Светлый фон

— Бывает так, — поощряюще сказал Михаил, — что в расчетах того… ошибаются.

Иван Ильич задумался:

— Не-е, — он покачал головой после паузы, — теперь — не-е. Я ведь чего? Встаю рано-рано, сна, почти что, и совсем нет, так перво-наперво примешь стакашку, у меня специальная утренняя стакашка стоит, синенькая, прям у изголовья, подождешь, когда придет, оденешься, этак, неспехом, — и во двор. Солнышко встает, небо голубое, птички щебечут, — а у меня есть. Примешь маленькую, закусишь, — повозишься в огороде, кабанам сваришь, вот возишься, — а она есть. Часок-другой повозишься, потопчешься, — и домой, еще одну маленькую, перекуришь… Ох, — он счастливо вздохнул и махнул рукой, — да что говорить… Вот раньше, — да…

— А зимой как?

— Так я ж и говорю, — слегка нахмурился хозяин, недовольный тем, что его перебили так резко, — раньше — бывало… Первую зиму того… усугубил. Чтоб наяву, — так нет, врать не буду, а глаза закроешь, — так да, видел. Будто черти по избе ходют и папиросы курют. Веришь-нет? Обратно же, — темно, пока свет не зажгешь, а вставать, чтоб свет зажечь, — так страшно… Ну, — и лечишься, понятно. Так и усугубил: какие там черти, — в такой ад угодил, где ничего нет! Меня самого почти что совсем не было… Ой, паразиты-ы! Не знаю, как и оклемался-то тогда, какому заступнику свечку ставить. Тогда первые картиночки и намалевал, — штоб передышку, значит, сделать. И с тех пор, — все: выше меры не усугубляю…

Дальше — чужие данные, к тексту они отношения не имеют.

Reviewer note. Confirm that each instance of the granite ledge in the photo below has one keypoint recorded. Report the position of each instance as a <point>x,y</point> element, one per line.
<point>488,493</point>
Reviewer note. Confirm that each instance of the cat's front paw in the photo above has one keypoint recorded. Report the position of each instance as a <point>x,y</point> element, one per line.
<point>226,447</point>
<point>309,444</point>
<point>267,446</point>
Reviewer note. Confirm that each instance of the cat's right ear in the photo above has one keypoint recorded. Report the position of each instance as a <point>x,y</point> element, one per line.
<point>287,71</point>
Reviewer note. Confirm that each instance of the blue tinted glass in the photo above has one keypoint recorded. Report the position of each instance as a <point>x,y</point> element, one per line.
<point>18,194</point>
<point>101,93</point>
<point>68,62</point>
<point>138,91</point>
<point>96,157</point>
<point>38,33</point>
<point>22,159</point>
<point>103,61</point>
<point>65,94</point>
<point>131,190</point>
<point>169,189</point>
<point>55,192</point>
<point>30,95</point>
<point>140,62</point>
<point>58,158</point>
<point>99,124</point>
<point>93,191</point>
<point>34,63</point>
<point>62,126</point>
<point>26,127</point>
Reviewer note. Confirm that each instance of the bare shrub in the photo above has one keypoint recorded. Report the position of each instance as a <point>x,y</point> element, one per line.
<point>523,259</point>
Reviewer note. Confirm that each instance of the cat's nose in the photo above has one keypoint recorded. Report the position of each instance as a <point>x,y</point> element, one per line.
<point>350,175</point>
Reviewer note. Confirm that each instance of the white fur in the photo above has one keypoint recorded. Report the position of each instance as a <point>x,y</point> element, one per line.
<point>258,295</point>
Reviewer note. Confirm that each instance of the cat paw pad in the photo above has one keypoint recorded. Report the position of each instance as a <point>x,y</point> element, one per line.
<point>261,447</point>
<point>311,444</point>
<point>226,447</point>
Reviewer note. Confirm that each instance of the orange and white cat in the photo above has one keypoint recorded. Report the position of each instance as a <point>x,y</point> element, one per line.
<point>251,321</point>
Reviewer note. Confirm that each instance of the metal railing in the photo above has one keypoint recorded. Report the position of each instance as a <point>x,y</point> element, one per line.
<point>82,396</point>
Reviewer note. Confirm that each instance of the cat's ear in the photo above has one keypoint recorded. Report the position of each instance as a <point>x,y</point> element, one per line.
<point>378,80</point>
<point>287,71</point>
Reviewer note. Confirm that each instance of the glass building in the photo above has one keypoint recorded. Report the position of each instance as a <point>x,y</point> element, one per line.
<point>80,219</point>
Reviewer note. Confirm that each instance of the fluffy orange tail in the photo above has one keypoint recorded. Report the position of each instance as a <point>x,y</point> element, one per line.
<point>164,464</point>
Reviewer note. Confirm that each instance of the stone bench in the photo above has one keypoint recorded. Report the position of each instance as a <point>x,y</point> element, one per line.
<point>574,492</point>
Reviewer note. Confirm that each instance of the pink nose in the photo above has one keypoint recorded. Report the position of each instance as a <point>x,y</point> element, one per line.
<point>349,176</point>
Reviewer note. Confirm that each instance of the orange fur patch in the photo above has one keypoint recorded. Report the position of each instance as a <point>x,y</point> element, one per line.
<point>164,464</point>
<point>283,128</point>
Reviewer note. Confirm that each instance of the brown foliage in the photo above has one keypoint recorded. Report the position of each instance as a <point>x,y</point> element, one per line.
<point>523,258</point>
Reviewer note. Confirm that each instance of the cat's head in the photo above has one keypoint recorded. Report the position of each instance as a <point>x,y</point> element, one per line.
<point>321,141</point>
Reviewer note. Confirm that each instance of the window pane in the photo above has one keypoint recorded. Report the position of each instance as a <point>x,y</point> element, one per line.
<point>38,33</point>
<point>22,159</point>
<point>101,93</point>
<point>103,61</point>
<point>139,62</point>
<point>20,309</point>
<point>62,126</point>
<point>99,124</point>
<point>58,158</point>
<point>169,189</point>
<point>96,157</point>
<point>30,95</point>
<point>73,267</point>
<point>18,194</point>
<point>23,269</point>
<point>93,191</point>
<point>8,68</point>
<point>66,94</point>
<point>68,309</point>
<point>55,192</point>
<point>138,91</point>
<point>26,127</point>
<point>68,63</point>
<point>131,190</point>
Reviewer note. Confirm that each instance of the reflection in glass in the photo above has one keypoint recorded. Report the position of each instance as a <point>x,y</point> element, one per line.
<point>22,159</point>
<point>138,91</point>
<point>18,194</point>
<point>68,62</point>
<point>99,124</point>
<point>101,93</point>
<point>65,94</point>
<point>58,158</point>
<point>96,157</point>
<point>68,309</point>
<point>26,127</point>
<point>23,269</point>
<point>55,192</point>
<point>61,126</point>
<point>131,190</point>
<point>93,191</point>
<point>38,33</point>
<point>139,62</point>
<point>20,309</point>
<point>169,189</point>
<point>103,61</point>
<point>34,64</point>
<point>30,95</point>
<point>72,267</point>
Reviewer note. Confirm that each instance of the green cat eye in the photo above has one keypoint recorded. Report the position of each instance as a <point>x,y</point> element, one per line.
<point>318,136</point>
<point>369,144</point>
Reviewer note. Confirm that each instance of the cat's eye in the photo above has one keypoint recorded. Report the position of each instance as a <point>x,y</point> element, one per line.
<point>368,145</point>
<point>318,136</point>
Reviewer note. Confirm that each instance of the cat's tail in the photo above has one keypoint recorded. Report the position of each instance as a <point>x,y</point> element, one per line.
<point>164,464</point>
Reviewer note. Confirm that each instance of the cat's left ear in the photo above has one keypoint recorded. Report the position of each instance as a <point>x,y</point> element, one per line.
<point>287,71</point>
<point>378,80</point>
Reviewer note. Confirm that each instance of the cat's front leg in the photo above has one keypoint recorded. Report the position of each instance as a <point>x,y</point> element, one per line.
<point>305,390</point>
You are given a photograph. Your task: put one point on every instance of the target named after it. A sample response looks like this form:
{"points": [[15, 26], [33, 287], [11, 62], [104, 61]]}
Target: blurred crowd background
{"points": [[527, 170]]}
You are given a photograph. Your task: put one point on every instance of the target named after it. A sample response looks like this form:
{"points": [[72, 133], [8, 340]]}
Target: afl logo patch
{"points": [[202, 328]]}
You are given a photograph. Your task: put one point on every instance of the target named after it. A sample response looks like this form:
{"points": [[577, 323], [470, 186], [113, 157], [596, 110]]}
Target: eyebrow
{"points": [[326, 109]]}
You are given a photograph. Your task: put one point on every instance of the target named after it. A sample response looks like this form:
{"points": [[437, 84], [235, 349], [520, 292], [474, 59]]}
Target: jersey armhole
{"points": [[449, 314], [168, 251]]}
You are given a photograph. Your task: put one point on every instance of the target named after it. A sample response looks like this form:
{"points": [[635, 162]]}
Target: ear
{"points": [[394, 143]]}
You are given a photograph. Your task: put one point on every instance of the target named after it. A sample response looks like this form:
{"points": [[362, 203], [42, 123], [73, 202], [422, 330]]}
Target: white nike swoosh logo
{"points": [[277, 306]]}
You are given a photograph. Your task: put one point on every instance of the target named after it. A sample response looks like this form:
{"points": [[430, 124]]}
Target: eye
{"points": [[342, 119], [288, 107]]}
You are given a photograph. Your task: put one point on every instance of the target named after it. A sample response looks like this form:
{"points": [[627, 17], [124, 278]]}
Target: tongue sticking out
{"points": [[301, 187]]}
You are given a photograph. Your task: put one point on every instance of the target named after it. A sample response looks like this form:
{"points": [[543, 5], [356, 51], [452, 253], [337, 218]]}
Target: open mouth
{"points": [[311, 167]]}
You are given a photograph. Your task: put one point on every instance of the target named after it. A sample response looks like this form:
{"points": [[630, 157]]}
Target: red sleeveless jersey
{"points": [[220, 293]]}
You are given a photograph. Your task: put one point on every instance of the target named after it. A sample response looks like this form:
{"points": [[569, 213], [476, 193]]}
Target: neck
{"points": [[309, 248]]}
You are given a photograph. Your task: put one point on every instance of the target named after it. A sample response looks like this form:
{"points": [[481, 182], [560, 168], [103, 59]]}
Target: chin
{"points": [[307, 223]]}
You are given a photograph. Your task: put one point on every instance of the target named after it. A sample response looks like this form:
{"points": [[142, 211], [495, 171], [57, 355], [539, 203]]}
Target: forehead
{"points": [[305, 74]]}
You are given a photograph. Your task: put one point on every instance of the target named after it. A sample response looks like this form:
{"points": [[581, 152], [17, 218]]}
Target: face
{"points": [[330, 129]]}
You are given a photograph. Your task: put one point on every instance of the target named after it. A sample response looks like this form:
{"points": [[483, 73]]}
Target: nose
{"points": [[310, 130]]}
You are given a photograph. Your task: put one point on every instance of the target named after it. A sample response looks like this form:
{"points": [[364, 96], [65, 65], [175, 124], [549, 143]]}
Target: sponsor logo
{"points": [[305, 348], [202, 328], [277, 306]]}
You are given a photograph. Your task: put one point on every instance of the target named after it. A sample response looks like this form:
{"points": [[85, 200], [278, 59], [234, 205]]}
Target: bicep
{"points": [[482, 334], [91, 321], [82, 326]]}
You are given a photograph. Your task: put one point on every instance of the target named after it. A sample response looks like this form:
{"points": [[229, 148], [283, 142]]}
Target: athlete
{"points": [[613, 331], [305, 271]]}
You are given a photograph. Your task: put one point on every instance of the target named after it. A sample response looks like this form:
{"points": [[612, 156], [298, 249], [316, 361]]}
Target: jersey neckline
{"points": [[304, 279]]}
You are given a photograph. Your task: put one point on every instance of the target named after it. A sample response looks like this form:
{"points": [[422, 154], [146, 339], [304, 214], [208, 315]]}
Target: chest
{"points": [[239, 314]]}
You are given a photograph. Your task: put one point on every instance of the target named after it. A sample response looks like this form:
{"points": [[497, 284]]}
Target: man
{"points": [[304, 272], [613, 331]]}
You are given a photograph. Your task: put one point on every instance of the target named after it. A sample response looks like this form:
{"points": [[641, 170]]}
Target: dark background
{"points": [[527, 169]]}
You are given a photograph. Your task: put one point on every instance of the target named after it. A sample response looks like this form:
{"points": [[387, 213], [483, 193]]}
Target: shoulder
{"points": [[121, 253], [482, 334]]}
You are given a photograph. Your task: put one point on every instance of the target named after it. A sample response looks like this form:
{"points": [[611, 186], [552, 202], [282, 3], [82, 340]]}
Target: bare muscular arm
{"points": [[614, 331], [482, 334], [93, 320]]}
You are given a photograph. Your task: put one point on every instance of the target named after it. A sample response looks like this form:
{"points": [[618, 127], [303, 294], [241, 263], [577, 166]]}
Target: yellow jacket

Картиночки, ради которых, собственно, их и привез сюда лихой, развинченный Сашка, надо признаться, — производили впечатление. Очевидно, — все-таки сам по себе дар в иных случаях лежит как-то отдельно от всей остальной личности, которая определяет в таких случаях только тематику и тональность.

Лютая, стылая ночь царила на холсте, наивные звезды в ледяном небе вонзались в глаза, как ледяные гвозди, и то же небо с теми же самыми звездами виднелось сквозь окна лишенных крыш, безнадежно мертвых, давно уже остылых руин, а на первом плане, освещенная луной, шествовала Смерть в балахоне с откинутым клобуком и с косой, и полная луна в черном небе, заливавшая холодным светом всю эту картину, сама была как угловатый череп. Блекло-желтый, серовато-белый, черный — видно было, что картину писали без специальных красок, какими-то белилами и подобными же субстанциями — оставляли впечатление совершенной безнадежности, казалось, что и самой Смерти-то на картине тоскливо и уже нечего делать в том краю. И еще ряд картонок в этом роде.

— И сколько, к примеру? — Деловито осведомился Майкл. — Почем просишь?